Saturday, September 15, 2012

Dr. Timothy Holley Presents Faculty Recitals, 'Shapeshifters, Bluesmen and Sacred Circles' 7 PM Sept. 29 & 4 PM Oct. 20, North Carolina Central University

[Dr. Timothy W. Holley]

Tania Justina León and Adolphus Cunningham Hailstork are featured at AfriClassical.com:

Dr. Timothy Holley will present a pair of faculty recital performances on Saturday, September 29, 7:00 pm, and October 20, 2012 in B. N. Duke Auditorium at 4:00 pm at North Carolina Central University.  The program, titled “Shapeshifters, Bluesmen and Sacred Circles” will feature the solo cello music of African-American composers. 

The composers featured on this program are John E. Price, Dorothy Rudd Moore, Tania León, Trevor Weston, Noel Da Costa and Adolphus Hailstork—four of whom are still alive and quite active!!  This majority-group of composers represents the generation that came of age in the 1960s and helped to stoke the fires of change via the Civil Rights Movement.  Their lives and works reflect that generation’s push for full social and political inclusion, full artistic appreciation and professional opportunity, and the attempt of laying full claim to American equality in the greatest possible sense while maintaining their African-American heritage.

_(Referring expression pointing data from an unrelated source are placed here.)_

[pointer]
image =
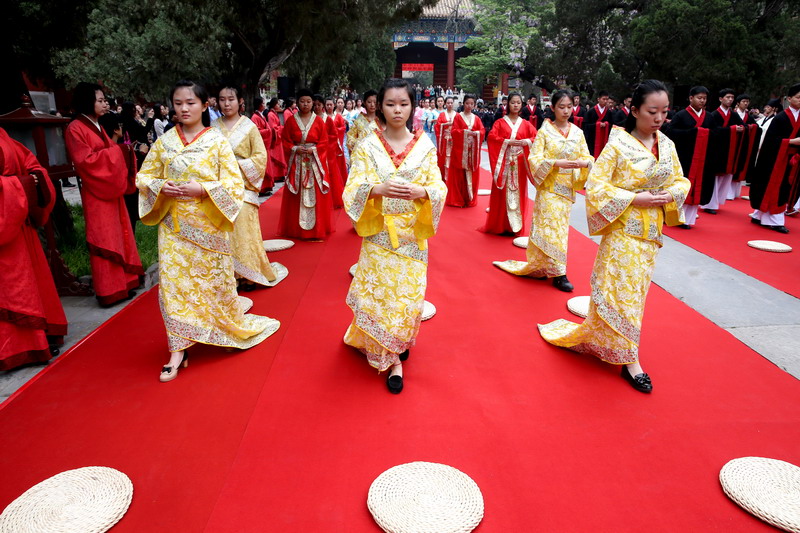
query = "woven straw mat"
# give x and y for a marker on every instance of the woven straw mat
(767, 488)
(85, 500)
(425, 498)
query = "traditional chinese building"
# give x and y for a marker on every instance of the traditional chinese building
(435, 41)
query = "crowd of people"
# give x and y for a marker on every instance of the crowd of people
(392, 159)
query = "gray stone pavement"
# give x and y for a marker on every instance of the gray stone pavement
(762, 317)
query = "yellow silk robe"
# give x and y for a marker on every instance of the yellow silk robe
(555, 194)
(197, 287)
(631, 239)
(388, 289)
(360, 129)
(249, 258)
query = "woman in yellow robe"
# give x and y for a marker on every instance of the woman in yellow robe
(635, 186)
(559, 165)
(250, 262)
(191, 186)
(364, 123)
(394, 196)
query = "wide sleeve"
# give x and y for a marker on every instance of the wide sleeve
(13, 208)
(254, 166)
(679, 188)
(605, 203)
(429, 209)
(584, 156)
(103, 171)
(153, 205)
(366, 213)
(226, 194)
(539, 161)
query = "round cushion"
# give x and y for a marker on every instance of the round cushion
(770, 246)
(767, 488)
(425, 497)
(84, 500)
(276, 245)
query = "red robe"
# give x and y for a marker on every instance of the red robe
(465, 159)
(497, 218)
(107, 172)
(335, 180)
(444, 143)
(30, 310)
(276, 169)
(316, 170)
(268, 137)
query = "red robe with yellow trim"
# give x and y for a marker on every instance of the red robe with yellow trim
(465, 162)
(107, 172)
(298, 174)
(30, 310)
(497, 218)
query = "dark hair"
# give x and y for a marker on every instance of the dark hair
(645, 88)
(395, 83)
(199, 91)
(83, 98)
(558, 95)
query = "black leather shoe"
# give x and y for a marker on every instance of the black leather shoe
(779, 229)
(395, 384)
(640, 382)
(562, 283)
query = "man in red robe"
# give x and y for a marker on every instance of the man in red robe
(31, 316)
(597, 125)
(690, 129)
(776, 180)
(267, 135)
(107, 172)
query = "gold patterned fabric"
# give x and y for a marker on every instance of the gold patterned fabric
(555, 193)
(360, 129)
(197, 288)
(388, 289)
(249, 258)
(626, 257)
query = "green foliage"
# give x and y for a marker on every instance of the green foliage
(510, 33)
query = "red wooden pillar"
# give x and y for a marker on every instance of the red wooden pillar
(451, 65)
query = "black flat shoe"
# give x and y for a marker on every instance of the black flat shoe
(779, 229)
(640, 382)
(395, 384)
(562, 283)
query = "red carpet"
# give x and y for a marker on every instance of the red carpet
(288, 436)
(724, 237)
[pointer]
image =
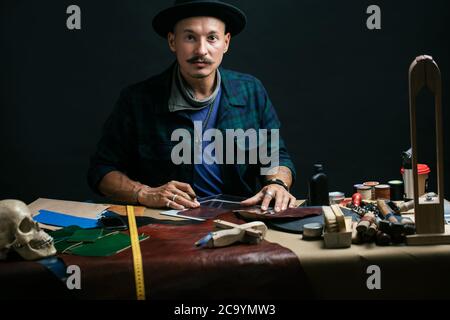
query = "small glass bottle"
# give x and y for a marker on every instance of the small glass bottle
(318, 188)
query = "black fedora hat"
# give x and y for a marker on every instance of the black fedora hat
(234, 19)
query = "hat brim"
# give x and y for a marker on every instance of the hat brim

Trevor Weston represents the younger generation who’ve come of age after the apex of the Civil Rights Movement and benefited from its forward progress.  His work, “Shapeshifter” (The Angry Bluesman) is one of the major works of the program.  Its title draws more from a “shared” vocabulary--the blues and the vast menu of technologically produced sounds.  The program’s closing work, Theme & Variations of Adolphus Hailstork uses a Shaker melody (“Draw the Sacred Circle Closer”) that resembles two other well-known American folk-song melodies: “Barbara Allen” and “Simple Gifts” (the latter which Aaron Copland used in his ballet score “Appalachian Spring").

The works of Price, Moore, Leon and Da Costa explore the varieties of melodic and expressive capacities through the medium of the blues and other folk music sources.  Each work has its own distinct sound-world, but each manages to somehow avoid inordinate duplication of formal structure and expressive gesture.  The most formidable challenge of this program to the listener…might be the absence of the piano!!

The program is free and open to the general public.